Sooglossoidea is a superfamily of frogs. It contains only two highly divergent families consisting of three genera with two species each, one family being found in southwestern India and the other in the Seychelles.

== Taxonomy ==
The Sooglossoidea are an ancient division of the Neobatrachia; phylogenetic evidence indicates that they diverged from the rest of the Neobatrachia during the Early Cretaceous, about 125 million years ago, after colonizing Insular India from Africa. One family, the Nasikabatrachidae, remained in India; the other, Sooglossidae, was isolated on the Seychelles Microcontinent (which later turned into an island chain) after it split from India. Both families are thought to have diverged around the Cretaceous-Paleogene boundary.
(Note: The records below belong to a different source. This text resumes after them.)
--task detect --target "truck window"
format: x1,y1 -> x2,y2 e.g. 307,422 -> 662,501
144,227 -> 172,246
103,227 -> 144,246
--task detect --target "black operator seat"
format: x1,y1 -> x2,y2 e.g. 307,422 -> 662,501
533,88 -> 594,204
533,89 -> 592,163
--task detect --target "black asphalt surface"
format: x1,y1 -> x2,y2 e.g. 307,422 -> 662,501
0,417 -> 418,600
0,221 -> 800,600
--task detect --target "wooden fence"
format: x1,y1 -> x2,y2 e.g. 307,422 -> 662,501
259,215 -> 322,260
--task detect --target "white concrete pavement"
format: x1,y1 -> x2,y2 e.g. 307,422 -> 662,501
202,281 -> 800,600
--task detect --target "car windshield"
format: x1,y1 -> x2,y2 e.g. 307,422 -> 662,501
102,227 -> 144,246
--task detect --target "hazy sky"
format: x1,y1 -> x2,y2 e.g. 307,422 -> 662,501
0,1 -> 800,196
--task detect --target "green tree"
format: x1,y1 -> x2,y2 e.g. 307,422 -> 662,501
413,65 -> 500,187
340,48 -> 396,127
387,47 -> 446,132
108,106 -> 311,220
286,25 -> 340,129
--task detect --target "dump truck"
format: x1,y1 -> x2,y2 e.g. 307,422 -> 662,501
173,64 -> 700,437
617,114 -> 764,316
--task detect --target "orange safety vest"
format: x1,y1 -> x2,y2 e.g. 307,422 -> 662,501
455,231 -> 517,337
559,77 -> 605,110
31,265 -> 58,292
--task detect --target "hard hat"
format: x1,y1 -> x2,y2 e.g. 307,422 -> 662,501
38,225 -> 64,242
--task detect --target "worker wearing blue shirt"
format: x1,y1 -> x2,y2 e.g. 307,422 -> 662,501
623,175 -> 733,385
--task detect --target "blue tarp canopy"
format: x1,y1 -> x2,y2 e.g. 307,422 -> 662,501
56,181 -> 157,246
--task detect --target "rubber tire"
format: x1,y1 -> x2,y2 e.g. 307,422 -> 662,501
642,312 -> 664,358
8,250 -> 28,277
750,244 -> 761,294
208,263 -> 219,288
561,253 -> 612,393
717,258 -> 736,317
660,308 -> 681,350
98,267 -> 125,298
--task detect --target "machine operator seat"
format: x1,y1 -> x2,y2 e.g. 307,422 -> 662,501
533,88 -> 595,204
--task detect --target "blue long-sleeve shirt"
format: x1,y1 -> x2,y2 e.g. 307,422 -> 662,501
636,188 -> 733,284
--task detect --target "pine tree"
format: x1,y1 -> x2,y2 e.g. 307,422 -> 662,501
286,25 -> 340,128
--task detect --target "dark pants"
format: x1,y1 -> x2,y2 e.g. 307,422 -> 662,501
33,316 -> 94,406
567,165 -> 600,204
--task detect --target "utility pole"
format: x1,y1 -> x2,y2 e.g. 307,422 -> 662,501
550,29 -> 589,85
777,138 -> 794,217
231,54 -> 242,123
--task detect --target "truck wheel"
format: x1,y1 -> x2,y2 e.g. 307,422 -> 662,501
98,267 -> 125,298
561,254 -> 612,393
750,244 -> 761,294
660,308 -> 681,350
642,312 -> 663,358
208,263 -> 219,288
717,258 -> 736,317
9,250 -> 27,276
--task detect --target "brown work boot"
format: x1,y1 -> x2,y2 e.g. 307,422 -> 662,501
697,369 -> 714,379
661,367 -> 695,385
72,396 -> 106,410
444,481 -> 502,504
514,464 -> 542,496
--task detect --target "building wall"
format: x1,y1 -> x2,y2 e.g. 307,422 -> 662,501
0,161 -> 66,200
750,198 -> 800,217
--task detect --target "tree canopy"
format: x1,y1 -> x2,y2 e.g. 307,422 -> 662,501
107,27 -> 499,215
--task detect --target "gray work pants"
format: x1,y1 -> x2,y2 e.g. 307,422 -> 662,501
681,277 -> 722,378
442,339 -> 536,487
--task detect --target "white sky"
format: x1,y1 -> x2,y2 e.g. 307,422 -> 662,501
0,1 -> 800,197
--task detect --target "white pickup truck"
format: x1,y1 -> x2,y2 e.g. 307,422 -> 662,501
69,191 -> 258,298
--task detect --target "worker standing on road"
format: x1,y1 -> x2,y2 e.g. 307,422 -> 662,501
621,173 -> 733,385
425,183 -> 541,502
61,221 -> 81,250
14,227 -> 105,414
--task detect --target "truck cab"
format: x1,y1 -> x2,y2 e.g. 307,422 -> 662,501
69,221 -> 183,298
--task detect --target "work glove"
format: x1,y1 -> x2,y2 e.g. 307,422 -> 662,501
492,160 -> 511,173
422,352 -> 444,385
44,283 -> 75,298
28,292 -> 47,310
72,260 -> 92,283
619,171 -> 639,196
Their exact phylogenetic relationships are disputed; previous studies found them to be the second-most basal member of the Neobatrachia, being sister to all other members of the group aside from Heleophrynidae, but more recent studies support them being significantly more derived and being the sister group to the Ranoidea.

Sooglossoidea contains the following families:

- Nasikabatrachidae Biju and Bossuyt, 2003 - purple pignosed frogs (2 species)
- Sooglossidae Noble, 1931 - Seychelles frogs (4 species)
Some studies suggest that the Late Cretaceous frog Indobatrachus, known from numerous fossil specimens from India, may also represent a member of the Sooglossoidea.